Luis Portillo, director of public policy at the pro-business Inland Empire Economic Partnership, where Barrera’s former fulfillment center sits, worries about the practicality of providing quotas to employees when workloads fluctuate daily based on the flow of product. He criticized the bill for contributing to a climate that might incentivize warehouses to move out of state. But given that proximity to suppliers and customers largely dictates warehouse locations and given the major ports in California, it’s hard for some observers to hear that as more than an empty threat, at least in most cases. “I don’t think there’s any way that Amazon could uproot its distribution network in California and still be able to compete in the ways that they are competing,” says Gutelius.

An earlier version of the bill set standards for warehouse quotas, but that was removed. Gonzalez doesn’t consider that matter closed, though. “Ultimately, we have to get there.” She thinks the data they collect through the law, if signed, could help lawmakers or Cal-OSHA develop a standard.

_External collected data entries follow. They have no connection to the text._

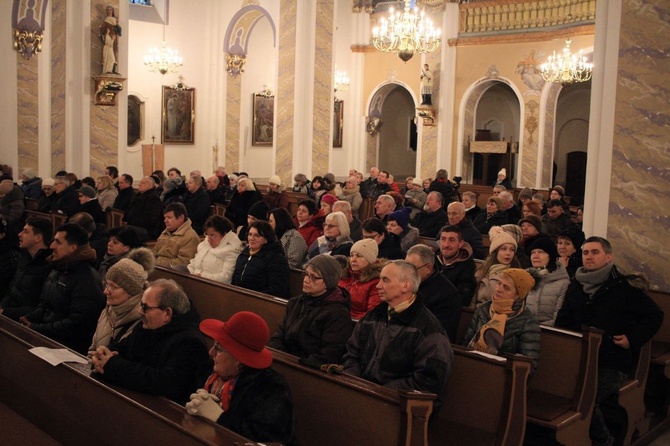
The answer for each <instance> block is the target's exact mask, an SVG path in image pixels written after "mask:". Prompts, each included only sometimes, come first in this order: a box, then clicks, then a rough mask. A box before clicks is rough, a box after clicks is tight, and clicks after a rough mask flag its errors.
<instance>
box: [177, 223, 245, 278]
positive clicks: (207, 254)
mask: <svg viewBox="0 0 670 446" xmlns="http://www.w3.org/2000/svg"><path fill="white" fill-rule="evenodd" d="M242 249H243V246H242V242H241V241H240V239H239V238H237V234H235V233H234V232H233V231H230V232H228V233H226V235H224V236H223V238H222V239H221V242H219V246H217V247H216V248H212V246H211V245H210V244H209V240H208V239H205V240H203V241H202V242H200V244H199V245H198V252H197V253H196V254H195V257H194V258H192V259H191V261H190V262H189V264H188V271H189V272H190V273H191V274H194V273H197V274H199V275H200V277H203V278H205V279H209V280H215V281H217V282H222V283H230V281H231V280H233V271H234V270H235V263H236V262H237V256H239V255H240V253H241V252H242Z"/></svg>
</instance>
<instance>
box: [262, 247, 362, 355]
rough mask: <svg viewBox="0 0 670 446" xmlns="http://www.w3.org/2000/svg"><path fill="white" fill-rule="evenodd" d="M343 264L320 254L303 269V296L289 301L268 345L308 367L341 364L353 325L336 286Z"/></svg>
mask: <svg viewBox="0 0 670 446" xmlns="http://www.w3.org/2000/svg"><path fill="white" fill-rule="evenodd" d="M341 273H342V265H340V262H338V261H337V260H336V259H335V258H334V257H332V256H330V255H327V254H321V255H318V256H316V257H314V258H312V259H311V260H310V261H309V263H307V265H306V266H305V275H304V279H303V282H302V294H301V295H300V296H297V297H293V298H291V299H290V300H289V302H288V304H287V306H286V314H285V315H284V318H283V319H282V321H281V322H280V323H279V327H278V328H277V331H276V332H275V333H274V334H273V335H272V338H271V339H270V343H269V344H268V346H270V347H273V348H276V349H277V350H281V351H285V352H287V353H290V354H292V355H296V356H298V357H300V358H302V360H303V361H304V362H305V363H307V364H308V365H313V366H320V365H321V364H334V363H337V364H339V363H341V362H342V355H343V354H344V351H345V345H346V343H347V339H349V335H351V331H352V329H353V323H352V322H351V316H350V314H349V310H350V308H351V299H350V297H349V293H348V292H347V291H346V290H344V289H343V288H340V287H338V286H337V283H338V281H339V280H340V274H341Z"/></svg>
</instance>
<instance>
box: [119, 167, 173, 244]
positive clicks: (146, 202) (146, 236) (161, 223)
mask: <svg viewBox="0 0 670 446" xmlns="http://www.w3.org/2000/svg"><path fill="white" fill-rule="evenodd" d="M138 189H139V192H138V193H137V195H135V197H134V198H133V201H131V202H130V206H129V207H128V210H127V211H126V214H125V215H124V217H123V221H125V222H127V223H128V225H129V226H133V227H134V228H135V229H136V230H137V235H138V236H140V241H146V240H155V239H157V238H158V236H159V235H160V234H161V232H163V227H164V226H163V202H162V201H161V199H160V197H159V196H158V194H157V193H156V189H155V188H154V180H152V179H151V177H144V178H142V179H141V180H140V185H139V188H138Z"/></svg>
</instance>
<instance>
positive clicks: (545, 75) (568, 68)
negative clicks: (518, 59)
mask: <svg viewBox="0 0 670 446" xmlns="http://www.w3.org/2000/svg"><path fill="white" fill-rule="evenodd" d="M571 43H572V41H571V40H570V39H566V41H565V48H563V52H562V53H560V54H556V51H554V54H552V55H551V56H549V58H548V59H547V61H546V62H545V63H543V64H542V65H540V73H541V74H542V79H544V80H545V81H546V82H552V83H556V84H561V85H563V86H564V87H566V86H568V85H571V84H574V83H576V82H586V81H588V80H589V79H591V76H592V75H593V64H592V63H590V62H588V61H587V60H586V57H585V56H583V55H582V51H581V50H579V55H577V54H572V53H571V52H570V44H571Z"/></svg>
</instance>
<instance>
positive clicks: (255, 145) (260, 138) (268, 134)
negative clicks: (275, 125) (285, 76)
mask: <svg viewBox="0 0 670 446" xmlns="http://www.w3.org/2000/svg"><path fill="white" fill-rule="evenodd" d="M253 101H254V106H253V112H254V116H253V119H254V126H253V131H252V132H251V145H252V146H271V145H272V143H273V140H274V112H275V97H274V96H273V95H272V94H271V93H270V92H269V91H264V92H262V93H255V94H254V95H253Z"/></svg>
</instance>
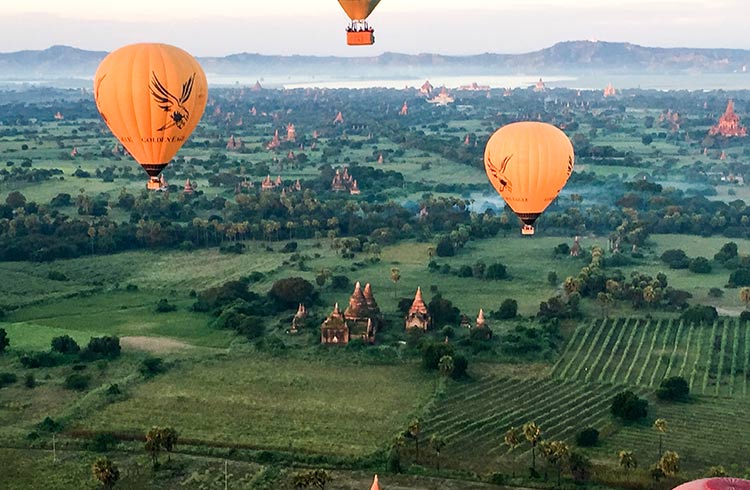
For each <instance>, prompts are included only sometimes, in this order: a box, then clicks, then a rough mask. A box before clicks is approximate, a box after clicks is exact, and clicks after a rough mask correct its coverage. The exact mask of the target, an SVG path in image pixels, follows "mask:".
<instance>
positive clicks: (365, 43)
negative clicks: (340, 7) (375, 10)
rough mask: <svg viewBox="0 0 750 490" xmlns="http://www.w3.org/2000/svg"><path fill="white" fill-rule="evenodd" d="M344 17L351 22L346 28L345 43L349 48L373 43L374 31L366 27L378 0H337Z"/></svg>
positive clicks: (365, 45)
mask: <svg viewBox="0 0 750 490" xmlns="http://www.w3.org/2000/svg"><path fill="white" fill-rule="evenodd" d="M339 3H340V4H341V7H342V8H343V9H344V12H346V15H348V16H349V18H350V19H351V20H352V23H351V25H350V26H349V27H347V28H346V43H347V44H348V45H350V46H368V45H370V44H374V43H375V30H374V29H373V28H372V27H370V26H369V25H367V22H366V19H367V17H369V16H370V14H371V13H372V11H373V10H375V7H377V6H378V4H379V3H380V0H339Z"/></svg>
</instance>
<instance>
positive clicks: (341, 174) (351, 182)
mask: <svg viewBox="0 0 750 490" xmlns="http://www.w3.org/2000/svg"><path fill="white" fill-rule="evenodd" d="M352 189H356V191H357V192H356V193H357V194H358V193H359V187H358V186H357V184H356V181H355V180H354V178H353V177H352V176H351V175H349V169H348V167H344V171H343V172H341V170H339V169H336V175H334V176H333V180H332V181H331V190H332V191H333V192H345V191H349V192H351V191H352ZM352 194H355V193H354V192H352Z"/></svg>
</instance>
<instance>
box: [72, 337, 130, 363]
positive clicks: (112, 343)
mask: <svg viewBox="0 0 750 490" xmlns="http://www.w3.org/2000/svg"><path fill="white" fill-rule="evenodd" d="M119 355H120V339H119V337H115V336H104V337H91V339H89V345H87V346H86V349H84V350H83V351H82V352H81V358H82V359H84V360H94V359H101V358H107V359H114V358H116V357H118V356H119Z"/></svg>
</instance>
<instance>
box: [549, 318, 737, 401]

Gutelius sees the bill as a model for other states, although she thinks the ultimate goal is federal legislation. But the devil lurks in the details. “I think we’ll learn a lot from both the way that the bill has moved through the legislature and how it’s enforced. Our labor laws have been underfunded for a long time, so I think there are some real questions about capacity.”

No matter the outcome, organizers are energized to keep up the fight. The pandemic has forced attention on essential workers and the dangerous conditions under which they often labor, and not just in California. “When workers in the same companies in other states learn about the victories of these workers in California, you can be sure that they’re going to demand some of the same protections,” says Frumin. “Because you’re playing with workers’ work lives.”